At the Ethnographic Museum of Geneva, a temporary exhibition dedicated to the magical world of fairy tales uses immersive design to attract audiences young and old. The exhibition, Fabrique des Contes, finds a happy medium between education and engagement.  

Zürich and Berlin-based practice Holzer Kobler Architekturen developed audio and video installations that takes the audience into the pages of some of Europe’s most popular fairy tales, such as Grimms’ Godfather Death and Spindle, Shuttle and Needle. The installations focus on the production of those stories, their authorship and the various forms of their translation and transfer. ‘The exhibition design has a strict spatial division between illusion and explanation,’ says Tristan Kobler, co-founder of Holzer Kobler Architekturen.
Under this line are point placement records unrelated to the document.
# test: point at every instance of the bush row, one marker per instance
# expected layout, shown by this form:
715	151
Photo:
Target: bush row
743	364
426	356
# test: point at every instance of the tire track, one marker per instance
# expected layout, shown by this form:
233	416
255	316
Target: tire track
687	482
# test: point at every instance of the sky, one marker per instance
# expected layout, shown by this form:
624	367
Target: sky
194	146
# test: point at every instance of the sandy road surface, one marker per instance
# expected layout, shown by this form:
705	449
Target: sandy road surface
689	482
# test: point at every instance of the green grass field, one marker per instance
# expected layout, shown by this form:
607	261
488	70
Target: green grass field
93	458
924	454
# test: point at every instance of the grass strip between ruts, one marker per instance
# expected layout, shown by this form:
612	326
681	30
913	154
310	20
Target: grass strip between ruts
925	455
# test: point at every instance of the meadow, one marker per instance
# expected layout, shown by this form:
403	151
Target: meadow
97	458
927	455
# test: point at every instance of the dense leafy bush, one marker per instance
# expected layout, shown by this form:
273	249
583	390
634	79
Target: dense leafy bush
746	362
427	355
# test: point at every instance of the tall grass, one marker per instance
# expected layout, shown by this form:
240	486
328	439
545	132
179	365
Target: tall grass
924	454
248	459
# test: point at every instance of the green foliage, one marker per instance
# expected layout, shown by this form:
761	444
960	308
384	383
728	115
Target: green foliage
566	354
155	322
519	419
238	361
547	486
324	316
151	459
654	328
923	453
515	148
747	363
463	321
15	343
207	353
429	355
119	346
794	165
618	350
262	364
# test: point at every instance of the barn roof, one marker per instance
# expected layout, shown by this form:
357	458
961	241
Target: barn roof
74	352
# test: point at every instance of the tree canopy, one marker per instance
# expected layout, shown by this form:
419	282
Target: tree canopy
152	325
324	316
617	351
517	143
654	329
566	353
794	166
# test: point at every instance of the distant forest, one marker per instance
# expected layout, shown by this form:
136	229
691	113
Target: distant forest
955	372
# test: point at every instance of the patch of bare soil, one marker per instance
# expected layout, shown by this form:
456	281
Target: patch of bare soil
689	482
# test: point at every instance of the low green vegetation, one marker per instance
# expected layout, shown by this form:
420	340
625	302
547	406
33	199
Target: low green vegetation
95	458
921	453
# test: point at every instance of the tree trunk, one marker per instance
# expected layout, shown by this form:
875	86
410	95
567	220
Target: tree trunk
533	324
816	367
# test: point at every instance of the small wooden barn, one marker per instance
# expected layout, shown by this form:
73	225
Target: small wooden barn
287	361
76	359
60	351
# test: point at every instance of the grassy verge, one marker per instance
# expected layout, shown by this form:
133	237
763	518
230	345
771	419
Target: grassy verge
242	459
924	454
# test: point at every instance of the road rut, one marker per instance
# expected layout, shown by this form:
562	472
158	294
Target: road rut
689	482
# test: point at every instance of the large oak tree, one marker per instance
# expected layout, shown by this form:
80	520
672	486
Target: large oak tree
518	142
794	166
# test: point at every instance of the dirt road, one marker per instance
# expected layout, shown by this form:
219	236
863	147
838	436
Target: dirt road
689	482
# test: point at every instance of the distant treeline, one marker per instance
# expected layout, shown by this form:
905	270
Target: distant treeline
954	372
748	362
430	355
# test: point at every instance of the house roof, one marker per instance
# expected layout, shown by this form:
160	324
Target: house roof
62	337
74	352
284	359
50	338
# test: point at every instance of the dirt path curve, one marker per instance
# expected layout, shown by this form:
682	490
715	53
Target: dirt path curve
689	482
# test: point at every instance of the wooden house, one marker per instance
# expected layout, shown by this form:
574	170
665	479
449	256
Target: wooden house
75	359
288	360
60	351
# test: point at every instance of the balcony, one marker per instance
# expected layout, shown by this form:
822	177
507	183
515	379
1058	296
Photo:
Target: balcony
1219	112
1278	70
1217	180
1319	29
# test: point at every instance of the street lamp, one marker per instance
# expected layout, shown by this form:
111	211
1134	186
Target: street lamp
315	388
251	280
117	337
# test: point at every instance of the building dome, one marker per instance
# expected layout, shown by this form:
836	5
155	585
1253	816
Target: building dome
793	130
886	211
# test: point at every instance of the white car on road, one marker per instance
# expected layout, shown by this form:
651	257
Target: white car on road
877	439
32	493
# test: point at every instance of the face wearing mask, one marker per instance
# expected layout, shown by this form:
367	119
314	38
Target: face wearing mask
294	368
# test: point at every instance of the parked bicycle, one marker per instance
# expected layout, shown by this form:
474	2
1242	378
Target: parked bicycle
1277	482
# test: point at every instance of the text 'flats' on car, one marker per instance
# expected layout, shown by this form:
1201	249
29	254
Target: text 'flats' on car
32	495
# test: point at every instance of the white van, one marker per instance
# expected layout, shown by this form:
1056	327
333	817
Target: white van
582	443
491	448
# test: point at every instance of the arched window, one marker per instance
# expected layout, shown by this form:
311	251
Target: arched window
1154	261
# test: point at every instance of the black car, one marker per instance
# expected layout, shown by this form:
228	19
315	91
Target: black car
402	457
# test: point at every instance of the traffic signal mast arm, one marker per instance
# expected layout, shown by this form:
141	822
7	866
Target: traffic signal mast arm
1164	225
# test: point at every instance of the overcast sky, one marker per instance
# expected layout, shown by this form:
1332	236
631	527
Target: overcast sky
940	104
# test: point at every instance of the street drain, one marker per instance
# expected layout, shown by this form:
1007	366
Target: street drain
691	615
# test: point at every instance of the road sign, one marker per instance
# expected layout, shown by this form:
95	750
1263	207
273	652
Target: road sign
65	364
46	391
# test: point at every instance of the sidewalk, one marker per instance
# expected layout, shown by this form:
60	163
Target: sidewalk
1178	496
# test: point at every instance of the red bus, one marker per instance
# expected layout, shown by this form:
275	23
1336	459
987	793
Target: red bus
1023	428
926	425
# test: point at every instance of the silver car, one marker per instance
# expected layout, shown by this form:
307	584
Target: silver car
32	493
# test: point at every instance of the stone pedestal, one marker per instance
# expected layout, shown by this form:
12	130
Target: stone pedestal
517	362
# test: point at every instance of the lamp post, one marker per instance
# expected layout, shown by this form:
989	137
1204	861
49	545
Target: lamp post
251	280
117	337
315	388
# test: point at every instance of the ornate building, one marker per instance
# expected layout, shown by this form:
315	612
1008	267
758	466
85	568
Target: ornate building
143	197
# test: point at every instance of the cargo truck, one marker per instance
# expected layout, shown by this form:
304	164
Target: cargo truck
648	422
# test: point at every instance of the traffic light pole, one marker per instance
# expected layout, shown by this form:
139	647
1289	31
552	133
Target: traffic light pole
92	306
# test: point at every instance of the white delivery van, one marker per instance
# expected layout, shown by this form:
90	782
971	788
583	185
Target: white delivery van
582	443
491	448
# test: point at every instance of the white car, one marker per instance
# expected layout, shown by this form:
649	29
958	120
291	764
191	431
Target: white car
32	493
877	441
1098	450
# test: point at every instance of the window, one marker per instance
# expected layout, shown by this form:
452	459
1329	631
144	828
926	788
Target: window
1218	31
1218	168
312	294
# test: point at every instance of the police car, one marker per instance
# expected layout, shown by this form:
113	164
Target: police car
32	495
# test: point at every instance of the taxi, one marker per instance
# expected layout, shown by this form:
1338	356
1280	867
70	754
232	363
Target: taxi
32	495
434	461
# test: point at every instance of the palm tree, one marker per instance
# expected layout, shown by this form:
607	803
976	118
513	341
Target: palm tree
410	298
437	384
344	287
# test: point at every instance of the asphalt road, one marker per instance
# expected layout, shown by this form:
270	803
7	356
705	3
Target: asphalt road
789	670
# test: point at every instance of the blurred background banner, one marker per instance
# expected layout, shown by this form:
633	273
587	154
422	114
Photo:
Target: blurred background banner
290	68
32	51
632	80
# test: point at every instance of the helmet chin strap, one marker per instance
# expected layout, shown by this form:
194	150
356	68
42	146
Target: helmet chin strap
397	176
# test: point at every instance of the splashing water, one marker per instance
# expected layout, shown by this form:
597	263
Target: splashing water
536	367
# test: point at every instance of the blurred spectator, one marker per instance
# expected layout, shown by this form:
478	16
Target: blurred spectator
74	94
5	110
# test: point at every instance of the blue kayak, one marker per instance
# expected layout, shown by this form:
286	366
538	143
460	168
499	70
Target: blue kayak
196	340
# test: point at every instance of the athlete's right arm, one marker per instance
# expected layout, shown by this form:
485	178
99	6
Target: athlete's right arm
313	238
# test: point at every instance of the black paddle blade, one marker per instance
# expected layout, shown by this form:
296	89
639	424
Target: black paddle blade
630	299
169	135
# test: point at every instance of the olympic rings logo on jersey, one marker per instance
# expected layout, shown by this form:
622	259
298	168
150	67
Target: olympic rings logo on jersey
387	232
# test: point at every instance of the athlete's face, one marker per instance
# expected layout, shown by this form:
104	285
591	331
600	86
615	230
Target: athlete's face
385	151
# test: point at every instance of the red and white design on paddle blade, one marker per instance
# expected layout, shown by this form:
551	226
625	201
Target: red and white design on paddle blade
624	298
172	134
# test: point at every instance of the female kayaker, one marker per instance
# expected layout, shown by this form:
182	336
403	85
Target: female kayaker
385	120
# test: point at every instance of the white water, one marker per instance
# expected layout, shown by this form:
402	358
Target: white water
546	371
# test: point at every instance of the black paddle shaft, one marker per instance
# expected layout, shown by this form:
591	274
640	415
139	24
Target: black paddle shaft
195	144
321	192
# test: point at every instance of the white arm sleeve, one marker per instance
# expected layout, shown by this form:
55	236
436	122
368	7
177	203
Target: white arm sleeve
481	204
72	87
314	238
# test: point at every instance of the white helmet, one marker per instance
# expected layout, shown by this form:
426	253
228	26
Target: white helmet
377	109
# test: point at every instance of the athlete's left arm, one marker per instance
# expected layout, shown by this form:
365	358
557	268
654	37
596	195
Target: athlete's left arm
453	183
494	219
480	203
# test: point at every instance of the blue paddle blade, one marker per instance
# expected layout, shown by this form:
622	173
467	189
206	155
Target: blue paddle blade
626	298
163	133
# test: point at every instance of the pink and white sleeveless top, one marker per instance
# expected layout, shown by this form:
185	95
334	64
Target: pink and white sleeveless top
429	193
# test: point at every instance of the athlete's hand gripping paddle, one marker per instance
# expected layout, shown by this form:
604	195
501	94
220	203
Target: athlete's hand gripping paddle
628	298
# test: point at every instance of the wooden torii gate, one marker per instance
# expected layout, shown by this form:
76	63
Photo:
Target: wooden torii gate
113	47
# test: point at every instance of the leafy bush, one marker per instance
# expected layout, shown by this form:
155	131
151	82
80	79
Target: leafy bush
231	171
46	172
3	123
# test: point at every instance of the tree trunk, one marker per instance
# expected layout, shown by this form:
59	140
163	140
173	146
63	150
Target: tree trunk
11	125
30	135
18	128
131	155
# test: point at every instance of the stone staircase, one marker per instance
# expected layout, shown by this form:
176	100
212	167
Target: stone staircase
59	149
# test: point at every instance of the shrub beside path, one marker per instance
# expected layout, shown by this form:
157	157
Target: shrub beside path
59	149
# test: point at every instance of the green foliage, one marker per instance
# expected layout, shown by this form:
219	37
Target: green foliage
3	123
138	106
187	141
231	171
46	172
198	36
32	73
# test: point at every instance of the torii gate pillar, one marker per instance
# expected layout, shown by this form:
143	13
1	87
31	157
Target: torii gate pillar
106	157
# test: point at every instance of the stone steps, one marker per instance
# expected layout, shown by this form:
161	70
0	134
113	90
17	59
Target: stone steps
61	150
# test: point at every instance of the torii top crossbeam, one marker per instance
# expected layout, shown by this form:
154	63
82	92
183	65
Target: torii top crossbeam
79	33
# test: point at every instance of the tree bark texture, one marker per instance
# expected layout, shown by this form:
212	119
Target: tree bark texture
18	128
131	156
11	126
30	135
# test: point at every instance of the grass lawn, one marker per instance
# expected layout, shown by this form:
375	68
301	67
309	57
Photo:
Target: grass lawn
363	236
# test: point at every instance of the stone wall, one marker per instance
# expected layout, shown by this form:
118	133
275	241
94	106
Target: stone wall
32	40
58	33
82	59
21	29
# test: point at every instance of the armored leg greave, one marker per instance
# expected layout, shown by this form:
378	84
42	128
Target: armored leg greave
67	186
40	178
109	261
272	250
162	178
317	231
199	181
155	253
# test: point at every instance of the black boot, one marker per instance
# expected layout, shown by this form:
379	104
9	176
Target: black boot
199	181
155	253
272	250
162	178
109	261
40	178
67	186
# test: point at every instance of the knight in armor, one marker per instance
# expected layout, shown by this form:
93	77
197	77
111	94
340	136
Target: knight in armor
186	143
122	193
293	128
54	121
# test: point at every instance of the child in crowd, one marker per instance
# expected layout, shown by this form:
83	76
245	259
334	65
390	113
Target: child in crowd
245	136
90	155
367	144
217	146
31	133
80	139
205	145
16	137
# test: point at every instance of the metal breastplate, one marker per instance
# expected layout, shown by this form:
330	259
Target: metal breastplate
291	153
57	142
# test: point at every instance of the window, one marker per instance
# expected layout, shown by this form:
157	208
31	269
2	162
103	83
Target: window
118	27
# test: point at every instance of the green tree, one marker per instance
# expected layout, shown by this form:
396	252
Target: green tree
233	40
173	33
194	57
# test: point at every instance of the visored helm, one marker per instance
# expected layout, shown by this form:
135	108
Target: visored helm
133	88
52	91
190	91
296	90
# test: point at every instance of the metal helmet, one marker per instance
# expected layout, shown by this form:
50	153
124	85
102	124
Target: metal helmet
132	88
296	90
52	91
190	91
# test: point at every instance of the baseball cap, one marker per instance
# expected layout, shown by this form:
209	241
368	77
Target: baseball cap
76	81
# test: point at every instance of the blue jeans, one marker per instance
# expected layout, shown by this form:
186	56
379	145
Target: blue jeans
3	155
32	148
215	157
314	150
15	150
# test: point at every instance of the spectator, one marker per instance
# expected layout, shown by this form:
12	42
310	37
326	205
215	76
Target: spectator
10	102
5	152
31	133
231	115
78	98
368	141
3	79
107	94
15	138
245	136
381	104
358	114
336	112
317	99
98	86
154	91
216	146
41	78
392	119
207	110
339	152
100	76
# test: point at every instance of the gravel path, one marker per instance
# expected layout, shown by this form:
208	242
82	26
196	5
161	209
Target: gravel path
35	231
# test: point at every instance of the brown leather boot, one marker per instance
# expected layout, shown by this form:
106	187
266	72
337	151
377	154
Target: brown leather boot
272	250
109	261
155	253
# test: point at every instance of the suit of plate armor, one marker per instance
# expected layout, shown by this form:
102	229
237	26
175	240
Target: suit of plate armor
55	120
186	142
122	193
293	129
In fairy tale scenes, the given world is the world of illusion

The explanation process Kobler refers to takes place on a maze-like path that visitors can follow; on this passageway there are six sections, each dedicated to different aspects of the production of a tale – defining the narrative, telling, visualizing, shaping the thinking and so forth. The ‘illusion’ section, meanwhile, is comprised of eight fairy tale-themed rooms that are left to be explored along the path. Inside these rooms, a single story is staged, illustrated and retold through a variety of props. The objects pose a simple, effective way of stimulating the audience’s curiosity.

‘Hiding the illusory spaces emphasize the efforts in creating the performances,’ explains Kobler. ‘In fairy tale scenes, the given world is the world of illusion, the realm of destiny. Extraordinary or strange things are common in these spaces, but nothing is explained – logic is lacking.’